この政変以降、仏教の力は絶大なものとなっていくわけです。

そして政治の根本に仏教の思想がおかれることになります。国教の公認を受けた仏教は、日本の政治上層部を抑えることに成功したわけです。

神宮寺の建立

しかし仏教が国の公認宗教となったからといって、神道を、あるいは神社を否定することはありませんでした。むしろ、神社を利用して布教活動を行ったと思われます。

まずは、村々に存在した神社を取り込みにかかります。その作戦とは。。。

「神身離脱」作戦

神様も民衆と同じように迷える衆生の一人なのである。仏の救済を望んでいるのである。苦しみからのがれ悟りを開きたいと願っているのである。という考え方です。

まずは、神様のお告げがあるわけです。「ワレも苦しみから解脱したい。よって寺院を造営せよ!」と。

そこで、神社の境内や隣や裏山などに神宮寺が造営されていきました。そこで神様が修行をするということになるわけですね。

神社は有力な氏族の氏神であったり、村のコミュニティーセンターだったりしていたわけですから、ここに神宮寺が建てられるということのメリットは大きいですよね。

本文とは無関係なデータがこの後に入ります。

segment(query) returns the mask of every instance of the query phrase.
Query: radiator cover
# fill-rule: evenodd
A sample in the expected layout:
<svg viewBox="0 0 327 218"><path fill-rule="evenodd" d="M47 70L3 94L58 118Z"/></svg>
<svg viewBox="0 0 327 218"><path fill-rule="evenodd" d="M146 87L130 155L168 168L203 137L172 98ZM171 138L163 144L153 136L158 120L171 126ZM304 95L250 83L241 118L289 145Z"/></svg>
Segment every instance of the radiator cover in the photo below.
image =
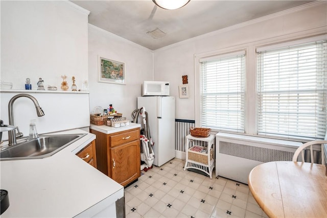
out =
<svg viewBox="0 0 327 218"><path fill-rule="evenodd" d="M300 142L219 133L216 139L216 176L248 184L255 166L270 161L291 161Z"/></svg>

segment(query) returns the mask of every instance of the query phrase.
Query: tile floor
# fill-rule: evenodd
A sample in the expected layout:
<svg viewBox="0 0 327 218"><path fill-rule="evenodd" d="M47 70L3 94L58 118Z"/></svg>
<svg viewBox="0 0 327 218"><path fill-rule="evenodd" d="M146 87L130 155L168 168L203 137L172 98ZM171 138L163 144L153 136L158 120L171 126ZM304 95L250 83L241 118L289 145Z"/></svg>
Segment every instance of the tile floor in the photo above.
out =
<svg viewBox="0 0 327 218"><path fill-rule="evenodd" d="M247 185L184 171L175 158L125 189L126 217L267 217Z"/></svg>

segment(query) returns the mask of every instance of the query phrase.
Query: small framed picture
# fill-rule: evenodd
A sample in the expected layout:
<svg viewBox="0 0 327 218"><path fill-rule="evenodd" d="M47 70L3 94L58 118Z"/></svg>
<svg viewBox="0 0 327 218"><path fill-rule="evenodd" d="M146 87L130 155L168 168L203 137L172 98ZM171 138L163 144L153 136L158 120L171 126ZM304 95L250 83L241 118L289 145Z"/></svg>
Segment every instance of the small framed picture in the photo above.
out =
<svg viewBox="0 0 327 218"><path fill-rule="evenodd" d="M99 82L125 84L125 63L99 57Z"/></svg>
<svg viewBox="0 0 327 218"><path fill-rule="evenodd" d="M184 98L189 97L189 85L179 85L179 98Z"/></svg>

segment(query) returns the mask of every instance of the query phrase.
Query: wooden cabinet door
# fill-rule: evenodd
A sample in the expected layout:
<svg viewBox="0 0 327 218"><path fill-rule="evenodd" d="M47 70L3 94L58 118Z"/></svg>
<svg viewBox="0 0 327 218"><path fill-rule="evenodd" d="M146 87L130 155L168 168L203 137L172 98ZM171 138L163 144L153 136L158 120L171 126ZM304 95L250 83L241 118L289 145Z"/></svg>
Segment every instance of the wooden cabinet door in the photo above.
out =
<svg viewBox="0 0 327 218"><path fill-rule="evenodd" d="M123 186L141 176L139 140L110 148L111 178Z"/></svg>

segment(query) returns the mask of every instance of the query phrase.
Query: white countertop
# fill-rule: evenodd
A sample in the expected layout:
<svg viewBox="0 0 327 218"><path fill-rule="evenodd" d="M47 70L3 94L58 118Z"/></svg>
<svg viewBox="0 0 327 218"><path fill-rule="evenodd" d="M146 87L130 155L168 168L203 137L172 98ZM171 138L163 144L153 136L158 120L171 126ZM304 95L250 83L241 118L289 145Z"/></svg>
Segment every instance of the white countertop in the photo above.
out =
<svg viewBox="0 0 327 218"><path fill-rule="evenodd" d="M129 125L118 128L108 126L105 125L98 126L95 124L91 124L90 128L98 132L100 132L100 133L104 133L105 134L111 134L112 133L117 133L121 131L124 131L125 130L131 129L132 128L141 127L141 125L139 123L131 122L129 123Z"/></svg>
<svg viewBox="0 0 327 218"><path fill-rule="evenodd" d="M0 161L1 188L10 203L1 217L73 217L119 191L123 196L123 186L75 155L94 135L54 134L78 133L88 134L50 157Z"/></svg>

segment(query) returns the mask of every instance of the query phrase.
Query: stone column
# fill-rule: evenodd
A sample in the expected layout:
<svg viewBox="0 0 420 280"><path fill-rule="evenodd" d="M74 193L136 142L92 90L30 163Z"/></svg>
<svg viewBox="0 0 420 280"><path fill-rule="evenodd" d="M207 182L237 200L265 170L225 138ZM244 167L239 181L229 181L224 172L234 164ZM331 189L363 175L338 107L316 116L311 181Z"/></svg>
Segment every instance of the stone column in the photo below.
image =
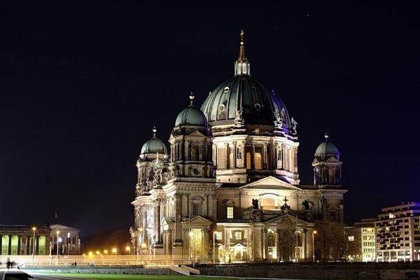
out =
<svg viewBox="0 0 420 280"><path fill-rule="evenodd" d="M213 210L213 216L211 218L213 218L214 223L215 223L217 220L217 195L211 195L211 198L213 199L213 204L211 206L211 210Z"/></svg>
<svg viewBox="0 0 420 280"><path fill-rule="evenodd" d="M18 235L18 255L22 255L22 253L20 253L20 242L22 241L21 239L22 237L20 235Z"/></svg>
<svg viewBox="0 0 420 280"><path fill-rule="evenodd" d="M253 142L252 151L251 153L251 169L255 169L255 144L254 144Z"/></svg>
<svg viewBox="0 0 420 280"><path fill-rule="evenodd" d="M213 164L218 167L217 166L217 145L216 144L213 144Z"/></svg>
<svg viewBox="0 0 420 280"><path fill-rule="evenodd" d="M158 200L154 206L155 216L155 240L156 243L160 243L160 200Z"/></svg>
<svg viewBox="0 0 420 280"><path fill-rule="evenodd" d="M268 169L268 160L267 160L267 143L264 143L264 148L262 149L262 168L264 169Z"/></svg>
<svg viewBox="0 0 420 280"><path fill-rule="evenodd" d="M36 238L36 246L35 246L35 254L39 255L39 237L37 236Z"/></svg>
<svg viewBox="0 0 420 280"><path fill-rule="evenodd" d="M31 243L31 236L28 235L27 237L27 255L31 255L32 253L31 252L30 243Z"/></svg>
<svg viewBox="0 0 420 280"><path fill-rule="evenodd" d="M210 216L210 195L206 195L206 206L207 207L206 216L208 218Z"/></svg>
<svg viewBox="0 0 420 280"><path fill-rule="evenodd" d="M306 260L307 258L307 230L303 230L303 234L302 235L302 258L303 260Z"/></svg>
<svg viewBox="0 0 420 280"><path fill-rule="evenodd" d="M298 148L293 148L293 172L298 173Z"/></svg>
<svg viewBox="0 0 420 280"><path fill-rule="evenodd" d="M189 217L190 215L191 214L190 213L190 194L187 193L187 194L186 194L186 195L187 197L187 203L186 205L186 211L187 211L186 216Z"/></svg>
<svg viewBox="0 0 420 280"><path fill-rule="evenodd" d="M8 244L8 255L12 254L12 236L9 235L9 244Z"/></svg>
<svg viewBox="0 0 420 280"><path fill-rule="evenodd" d="M178 160L183 160L184 158L184 149L182 141L179 142L179 158Z"/></svg>
<svg viewBox="0 0 420 280"><path fill-rule="evenodd" d="M167 232L168 232L168 237L167 237L168 255L172 255L172 230L168 229Z"/></svg>
<svg viewBox="0 0 420 280"><path fill-rule="evenodd" d="M175 204L175 241L181 241L181 196L179 193L176 193L174 195L174 204Z"/></svg>
<svg viewBox="0 0 420 280"><path fill-rule="evenodd" d="M188 140L186 140L185 146L186 146L186 153L184 155L185 159L186 159L186 160L192 160L192 158L190 158L191 153L190 153L190 141Z"/></svg>
<svg viewBox="0 0 420 280"><path fill-rule="evenodd" d="M230 160L230 153L229 153L229 144L227 143L225 143L225 167L223 168L227 169L229 169L229 160Z"/></svg>
<svg viewBox="0 0 420 280"><path fill-rule="evenodd" d="M144 209L141 209L141 215L143 216L143 231L141 232L141 241L144 242L144 237L146 234L146 229L147 228L147 212Z"/></svg>
<svg viewBox="0 0 420 280"><path fill-rule="evenodd" d="M237 148L236 148L236 144L237 142L236 141L232 142L233 144L233 162L232 162L232 168L237 168Z"/></svg>

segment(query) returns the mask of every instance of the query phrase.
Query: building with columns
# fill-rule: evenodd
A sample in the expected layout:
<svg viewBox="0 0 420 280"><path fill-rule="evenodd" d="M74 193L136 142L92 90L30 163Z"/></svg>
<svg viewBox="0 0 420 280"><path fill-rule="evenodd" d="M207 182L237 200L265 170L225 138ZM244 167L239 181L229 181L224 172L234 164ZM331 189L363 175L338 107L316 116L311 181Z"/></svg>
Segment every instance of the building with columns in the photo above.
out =
<svg viewBox="0 0 420 280"><path fill-rule="evenodd" d="M346 190L328 135L314 154L314 185L300 185L297 125L251 76L241 32L234 76L201 108L190 96L169 152L155 128L141 148L133 251L220 262L312 259L314 227L343 223Z"/></svg>
<svg viewBox="0 0 420 280"><path fill-rule="evenodd" d="M48 226L0 225L0 255L48 255L50 231Z"/></svg>

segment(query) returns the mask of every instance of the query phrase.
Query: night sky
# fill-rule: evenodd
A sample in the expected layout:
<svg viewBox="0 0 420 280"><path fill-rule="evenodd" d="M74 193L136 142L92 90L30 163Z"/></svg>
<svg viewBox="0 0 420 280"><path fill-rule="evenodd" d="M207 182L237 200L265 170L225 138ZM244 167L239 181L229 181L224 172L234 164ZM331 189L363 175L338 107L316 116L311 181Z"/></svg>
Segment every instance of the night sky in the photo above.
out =
<svg viewBox="0 0 420 280"><path fill-rule="evenodd" d="M128 230L141 146L233 76L241 29L299 124L301 183L328 132L347 223L420 200L420 2L58 2L0 9L0 223Z"/></svg>

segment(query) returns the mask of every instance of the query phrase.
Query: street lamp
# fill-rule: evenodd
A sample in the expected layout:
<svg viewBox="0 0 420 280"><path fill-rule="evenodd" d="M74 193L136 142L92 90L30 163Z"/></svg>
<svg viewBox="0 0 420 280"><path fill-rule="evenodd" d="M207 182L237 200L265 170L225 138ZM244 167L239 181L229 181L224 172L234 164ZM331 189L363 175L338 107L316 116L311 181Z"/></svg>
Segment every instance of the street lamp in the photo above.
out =
<svg viewBox="0 0 420 280"><path fill-rule="evenodd" d="M70 232L67 232L67 256L70 255Z"/></svg>
<svg viewBox="0 0 420 280"><path fill-rule="evenodd" d="M59 234L59 230L55 232L57 233L57 260L55 260L55 265L58 265L58 246L59 246L59 243L58 243L58 234Z"/></svg>
<svg viewBox="0 0 420 280"><path fill-rule="evenodd" d="M217 234L216 231L213 232L213 263L216 263L216 234Z"/></svg>
<svg viewBox="0 0 420 280"><path fill-rule="evenodd" d="M191 261L191 237L192 237L194 233L192 231L190 232L190 244L188 244L188 261Z"/></svg>
<svg viewBox="0 0 420 280"><path fill-rule="evenodd" d="M314 241L314 235L316 234L316 230L312 232L312 261L315 262L315 242Z"/></svg>
<svg viewBox="0 0 420 280"><path fill-rule="evenodd" d="M32 230L34 231L34 239L32 239L32 266L34 266L34 259L35 258L35 230L36 230L36 227L32 227Z"/></svg>

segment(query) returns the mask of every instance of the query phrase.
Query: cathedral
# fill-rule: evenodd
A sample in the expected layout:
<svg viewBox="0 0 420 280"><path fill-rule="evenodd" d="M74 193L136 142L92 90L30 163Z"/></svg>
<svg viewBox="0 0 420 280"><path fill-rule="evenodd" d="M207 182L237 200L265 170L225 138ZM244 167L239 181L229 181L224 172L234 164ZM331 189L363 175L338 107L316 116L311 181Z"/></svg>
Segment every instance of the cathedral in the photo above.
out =
<svg viewBox="0 0 420 280"><path fill-rule="evenodd" d="M297 122L251 76L241 32L234 75L201 107L190 96L167 146L137 160L133 252L216 262L312 260L317 224L343 223L340 152L326 134L314 185L300 185ZM188 101L186 101L186 103Z"/></svg>

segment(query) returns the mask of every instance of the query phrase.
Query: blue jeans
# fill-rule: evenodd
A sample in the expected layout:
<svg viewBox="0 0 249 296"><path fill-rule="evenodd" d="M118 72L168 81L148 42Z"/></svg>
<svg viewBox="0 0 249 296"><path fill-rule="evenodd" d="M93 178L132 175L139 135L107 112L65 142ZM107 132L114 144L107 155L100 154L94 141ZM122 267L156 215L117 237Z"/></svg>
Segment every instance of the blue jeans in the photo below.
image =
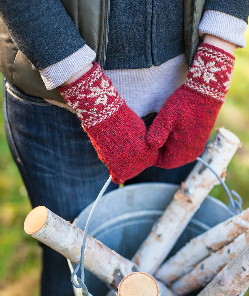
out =
<svg viewBox="0 0 249 296"><path fill-rule="evenodd" d="M96 198L108 176L76 116L23 93L4 80L7 138L33 207L43 205L72 222ZM149 125L152 118L148 117ZM145 170L127 183L180 184L194 164L167 170ZM112 183L107 192L117 188ZM65 259L42 244L42 296L73 296Z"/></svg>

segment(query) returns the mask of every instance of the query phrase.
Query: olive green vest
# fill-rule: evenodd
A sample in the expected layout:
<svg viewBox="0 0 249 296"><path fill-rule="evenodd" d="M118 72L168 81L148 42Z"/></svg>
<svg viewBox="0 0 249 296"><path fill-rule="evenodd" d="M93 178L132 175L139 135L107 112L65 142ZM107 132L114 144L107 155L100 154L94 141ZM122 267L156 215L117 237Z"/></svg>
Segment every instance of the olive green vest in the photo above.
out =
<svg viewBox="0 0 249 296"><path fill-rule="evenodd" d="M96 61L103 68L107 48L110 1L61 0L86 44L96 53ZM189 66L200 42L198 26L204 2L185 1L184 41ZM81 15L84 17L79 17ZM14 44L1 20L0 53L0 71L9 81L29 94L65 102L57 89L46 89L38 71Z"/></svg>

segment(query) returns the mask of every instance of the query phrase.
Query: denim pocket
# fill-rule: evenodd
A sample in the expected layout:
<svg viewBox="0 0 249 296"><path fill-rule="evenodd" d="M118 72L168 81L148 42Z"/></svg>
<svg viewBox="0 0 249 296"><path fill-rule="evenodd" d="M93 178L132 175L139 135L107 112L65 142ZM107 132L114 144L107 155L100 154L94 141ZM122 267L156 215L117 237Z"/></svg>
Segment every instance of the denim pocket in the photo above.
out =
<svg viewBox="0 0 249 296"><path fill-rule="evenodd" d="M46 102L41 98L30 96L26 94L19 88L7 81L5 82L6 91L14 97L24 102L34 105L50 106L52 104Z"/></svg>

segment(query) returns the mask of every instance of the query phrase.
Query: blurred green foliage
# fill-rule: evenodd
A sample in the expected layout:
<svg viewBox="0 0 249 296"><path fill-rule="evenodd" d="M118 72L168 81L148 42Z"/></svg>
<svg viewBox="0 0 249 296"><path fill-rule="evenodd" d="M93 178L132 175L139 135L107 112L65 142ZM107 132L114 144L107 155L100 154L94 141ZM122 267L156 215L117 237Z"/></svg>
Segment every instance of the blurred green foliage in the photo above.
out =
<svg viewBox="0 0 249 296"><path fill-rule="evenodd" d="M249 30L245 35L248 44ZM224 126L242 143L228 166L226 180L229 187L243 197L245 208L249 206L249 46L237 50L235 55L232 82L216 126ZM2 93L1 85L1 96ZM41 251L23 229L31 208L6 140L1 99L0 108L0 294L36 296L39 295ZM211 194L227 203L221 186L216 186Z"/></svg>

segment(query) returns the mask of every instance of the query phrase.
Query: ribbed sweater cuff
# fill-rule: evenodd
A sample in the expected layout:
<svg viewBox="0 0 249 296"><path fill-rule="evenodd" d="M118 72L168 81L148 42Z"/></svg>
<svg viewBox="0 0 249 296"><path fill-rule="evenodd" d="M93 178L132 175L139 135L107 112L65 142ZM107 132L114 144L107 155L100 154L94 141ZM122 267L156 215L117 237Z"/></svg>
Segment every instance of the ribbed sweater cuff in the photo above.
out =
<svg viewBox="0 0 249 296"><path fill-rule="evenodd" d="M93 62L95 52L86 44L63 59L39 70L48 89L53 89L62 84Z"/></svg>
<svg viewBox="0 0 249 296"><path fill-rule="evenodd" d="M205 10L198 27L199 34L210 34L235 44L245 46L244 33L247 25L236 17L217 10Z"/></svg>

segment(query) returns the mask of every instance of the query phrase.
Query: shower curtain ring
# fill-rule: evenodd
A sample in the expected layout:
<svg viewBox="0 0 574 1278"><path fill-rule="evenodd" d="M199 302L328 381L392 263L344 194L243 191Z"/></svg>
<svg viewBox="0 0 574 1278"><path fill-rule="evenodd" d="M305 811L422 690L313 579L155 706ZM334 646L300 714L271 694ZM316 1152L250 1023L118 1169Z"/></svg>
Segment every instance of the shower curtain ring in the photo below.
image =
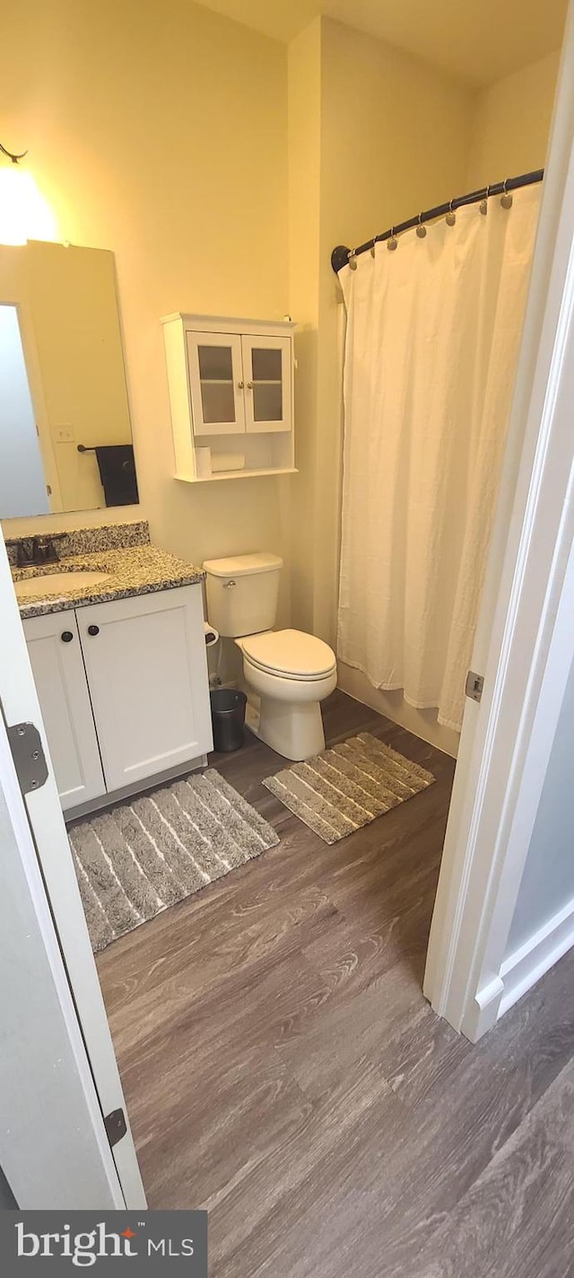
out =
<svg viewBox="0 0 574 1278"><path fill-rule="evenodd" d="M511 197L510 192L506 190L506 183L508 183L508 178L505 178L504 181L503 181L503 194L500 197L500 203L501 203L503 208L511 208L513 207L513 197Z"/></svg>

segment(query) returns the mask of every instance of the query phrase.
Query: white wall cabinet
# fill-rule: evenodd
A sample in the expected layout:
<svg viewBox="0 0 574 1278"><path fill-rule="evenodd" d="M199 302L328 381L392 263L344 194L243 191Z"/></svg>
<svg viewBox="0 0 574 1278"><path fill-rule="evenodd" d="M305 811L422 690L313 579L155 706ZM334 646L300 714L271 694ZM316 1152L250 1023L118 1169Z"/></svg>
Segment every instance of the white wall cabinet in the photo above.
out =
<svg viewBox="0 0 574 1278"><path fill-rule="evenodd" d="M162 323L176 478L292 473L295 326L184 314Z"/></svg>
<svg viewBox="0 0 574 1278"><path fill-rule="evenodd" d="M199 584L31 617L24 634L64 810L213 748Z"/></svg>

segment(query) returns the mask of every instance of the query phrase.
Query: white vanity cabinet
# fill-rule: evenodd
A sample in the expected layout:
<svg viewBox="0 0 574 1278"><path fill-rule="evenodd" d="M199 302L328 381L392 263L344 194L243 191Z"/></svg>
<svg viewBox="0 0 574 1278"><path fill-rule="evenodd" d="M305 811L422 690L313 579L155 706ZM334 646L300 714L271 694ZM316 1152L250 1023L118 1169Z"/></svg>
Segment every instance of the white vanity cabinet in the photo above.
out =
<svg viewBox="0 0 574 1278"><path fill-rule="evenodd" d="M292 473L291 321L175 314L162 325L176 478Z"/></svg>
<svg viewBox="0 0 574 1278"><path fill-rule="evenodd" d="M213 748L199 584L31 617L24 634L64 810Z"/></svg>
<svg viewBox="0 0 574 1278"><path fill-rule="evenodd" d="M60 801L75 808L106 791L77 615L29 617L24 635Z"/></svg>

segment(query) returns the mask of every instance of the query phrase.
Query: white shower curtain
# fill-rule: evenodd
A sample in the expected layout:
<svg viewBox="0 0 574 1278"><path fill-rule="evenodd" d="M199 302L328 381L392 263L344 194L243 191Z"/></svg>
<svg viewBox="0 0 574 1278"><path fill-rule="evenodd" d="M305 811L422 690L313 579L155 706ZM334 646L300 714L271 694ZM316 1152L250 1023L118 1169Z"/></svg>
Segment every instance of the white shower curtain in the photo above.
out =
<svg viewBox="0 0 574 1278"><path fill-rule="evenodd" d="M459 730L538 217L460 208L341 272L338 656Z"/></svg>

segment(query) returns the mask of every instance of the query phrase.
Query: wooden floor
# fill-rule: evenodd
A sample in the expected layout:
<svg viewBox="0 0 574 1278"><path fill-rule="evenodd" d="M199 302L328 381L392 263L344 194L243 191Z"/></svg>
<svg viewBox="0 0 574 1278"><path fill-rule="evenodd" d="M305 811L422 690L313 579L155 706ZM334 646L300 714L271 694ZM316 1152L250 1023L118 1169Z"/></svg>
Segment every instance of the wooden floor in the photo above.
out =
<svg viewBox="0 0 574 1278"><path fill-rule="evenodd" d="M335 693L436 785L332 847L213 763L278 847L99 956L152 1208L207 1206L210 1278L574 1274L574 953L477 1047L422 998L453 760Z"/></svg>

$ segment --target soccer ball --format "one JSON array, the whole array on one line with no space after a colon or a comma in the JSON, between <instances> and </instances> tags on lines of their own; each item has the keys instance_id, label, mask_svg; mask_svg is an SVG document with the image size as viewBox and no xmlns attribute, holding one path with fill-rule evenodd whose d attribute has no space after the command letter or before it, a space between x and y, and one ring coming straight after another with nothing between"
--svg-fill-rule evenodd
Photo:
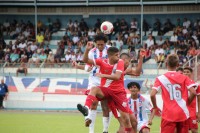
<instances>
[{"instance_id":1,"label":"soccer ball","mask_svg":"<svg viewBox=\"0 0 200 133\"><path fill-rule=\"evenodd\" d=\"M113 24L109 21L104 21L101 24L101 32L104 34L110 34L113 32Z\"/></svg>"}]
</instances>

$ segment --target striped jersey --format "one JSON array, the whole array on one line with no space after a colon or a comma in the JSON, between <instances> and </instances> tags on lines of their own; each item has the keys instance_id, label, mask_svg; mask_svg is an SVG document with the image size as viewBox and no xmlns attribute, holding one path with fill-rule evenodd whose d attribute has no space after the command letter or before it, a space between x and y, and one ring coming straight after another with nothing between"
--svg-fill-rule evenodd
<instances>
[{"instance_id":1,"label":"striped jersey","mask_svg":"<svg viewBox=\"0 0 200 133\"><path fill-rule=\"evenodd\" d=\"M162 90L162 118L167 121L180 122L189 118L187 106L188 89L195 86L187 76L175 71L156 78L152 89Z\"/></svg>"}]
</instances>

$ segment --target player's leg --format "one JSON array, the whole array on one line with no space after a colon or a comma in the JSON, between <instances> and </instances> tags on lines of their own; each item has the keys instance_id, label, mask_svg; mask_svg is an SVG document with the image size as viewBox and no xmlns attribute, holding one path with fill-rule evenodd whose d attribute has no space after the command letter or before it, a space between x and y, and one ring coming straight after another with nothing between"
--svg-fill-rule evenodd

このようにして、奈良時代の初頭には、有力神社に寺院が造営され、奈良時代後半になると地方の神社にもその動きが広まっていきました。

「護法善神」作戦

しかし、「われらの神様が外国から来た仏にすがるなんてありえない!」といった反仏感情も、民衆の中には、まだまだありました。

そこで、そんな民衆の半筒感情を和らげる作戦が考えられました。

善なる神が、仏法を守護するのである。神社は寺院の鎮守なのである。「護法善神」という考え方です。

たとえば、興福寺に守護神が春日大社。比叡山の守護神が日吉大社。東寺の守護神が伏見稲荷大社。

 

これで、「神身離脱」で、一旦、神の地位が下がったのですが、「護法善神」により再び神の地位が上がったように見えるわけですな。

仏教の布教という意味では、どちらでもよかったんでしょうね。受け入れられることのほうが大切なわけです。

「本地垂迹」作戦

ここまでは、神と仏の関係は、神は仏の救済を求め、仏は神の守護を得るという、ギブ&テイクな関係でした。

ところが、奈良時代の終わりごろから、神と仏は同一・一体なのであると説かれはじめます。なんと、日本の神は実は仏の仮の姿なのであるという考え方です。これを、「本地垂迹」といいます。

仮の姿として現れた神が「権現」です。

天照大神は大日如来で、須佐之男尊は熊野権現であり阿弥陀如来である。伊邪那岐尊は釈迦如来で、伊弉冉尊は千手観音。また、大国主命は大黒天で、市杵嶋姫命は弁財天・・・などなど。

今でも、和歌山の熊野三山や、同じく和歌山の藤白神社には、仏像がお堂に安置されていますね。

このように、神仏習合の形態は、途中でいろいろとありましたが、概して江戸時代の終わりまで続きました。

神仏分離

明治時代に入り、明治政府は「王政復古」「祭政一致」の思想を掲げます。そして神道国教化へと進んで行きます。これを、神仏分離政策といいます。

内容は、神道と仏教を区別する、神と仏を区別する、神社と寺院を区別する、まさしく神と仏の分離ということなのです。

そして、これからは神道を国教とするんだよ~、となったわけです。

そうなりますと、日本の群衆心理としては、「神社に仏像や仏具があってはならない⇒破壊しよう」、ということになるんでしょうね。

国家が意図したものではなかったのですが、神仏分離令をきっかけにして、各地で廃仏毀釈運動が起こります。

寺院や芸術品、美術品が破壊されてしまいました。もったいない話です。

その後、国家神道、「帝国主義」へと突き進んでいくことになりました。